Naser Khader’s New Alliance.
Posted by Exile on May 7, 2007
Shortly after coming back from a successful visit to the USA, Naser Khader got himself into an arguement with his party boss, Marianne Jelved, and the party
spokeswoman spokesthing spokesperson, Elsebeth Gerner Nielsen, over the wearing of headscarves in parliament. Khader doesn’t approve, the two others do not object. In fact Gerner Nielsen even went on TV wearing one to make her point.
That was the final straw for Khader, who has been planning to set up his own party for some time. He has done so now, with support from a colleague, also from the Social Liberals, Anders Samuelsen, and the now former conservative MP, Gitte Seeberg.
The party was launched this morning and already boasts nearly 1000 members who signed up on the New Alliance website.
New Alliance or not, this is going to be a blow to the Social Liberals, who have been hanging on to the fringe of Danish politics for some years. Personally, I will see this as a blessing. That particular party should have died with the dinosaurs at the end of the communist era in Russia!
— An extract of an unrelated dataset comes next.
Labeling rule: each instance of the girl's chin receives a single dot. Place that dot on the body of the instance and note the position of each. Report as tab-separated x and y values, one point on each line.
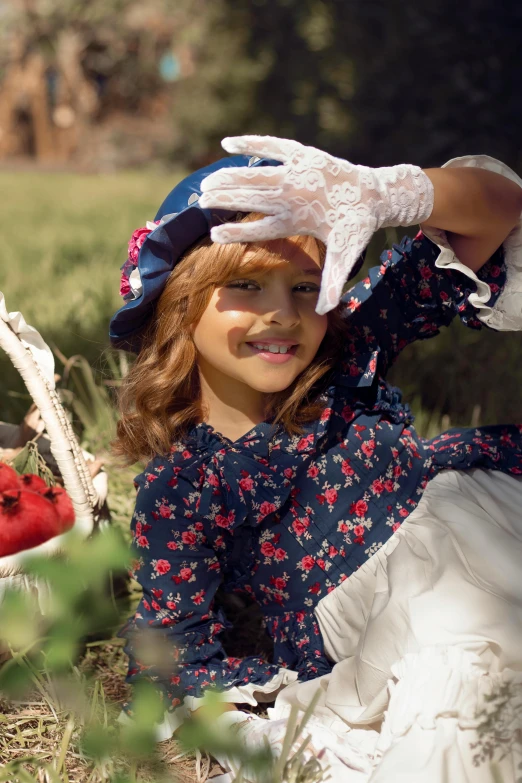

The papers are full of speculation as to what this new party will bring to the table.
From the Jyllands Posten’s pendant, the Copenhagen Post:
Neither Khader nor Samuelsen would comment specifically on the reasons for their departure from the Social Liberals, but the rift between Khader and the party’s leadership – in particular party head Marianne Jelved and immigration spokesperson Elsebeth Gerner Nielsen – had been apparent for some time.
That rift began to grow wider last week after Nielsen made a public appearance in a Muslim headscarf. She called the appearance a show of support for Muslim women, but the Syrian-born Khader saw the move as a kowtow to the religion’s conservatives.
So no kowtowing to the islamists amongst us then?
I look forward to that.
The New Alliance website gives sparse details of any political intent but it does mention the reduction of taxation,(Yay!) a viable and humane immigration policy (whatever that may be!) and support for globalisation and the raising of foreign aid.
Seeing themselves as a center party, looking to build bridges between left and right, they claim to be tired of contractual and reactive politics. They intend to take what they believe to be the best of social liberal and social conservative policies with them.
This may be one to watch over the next few weeks. I will try to stay abreast of developments.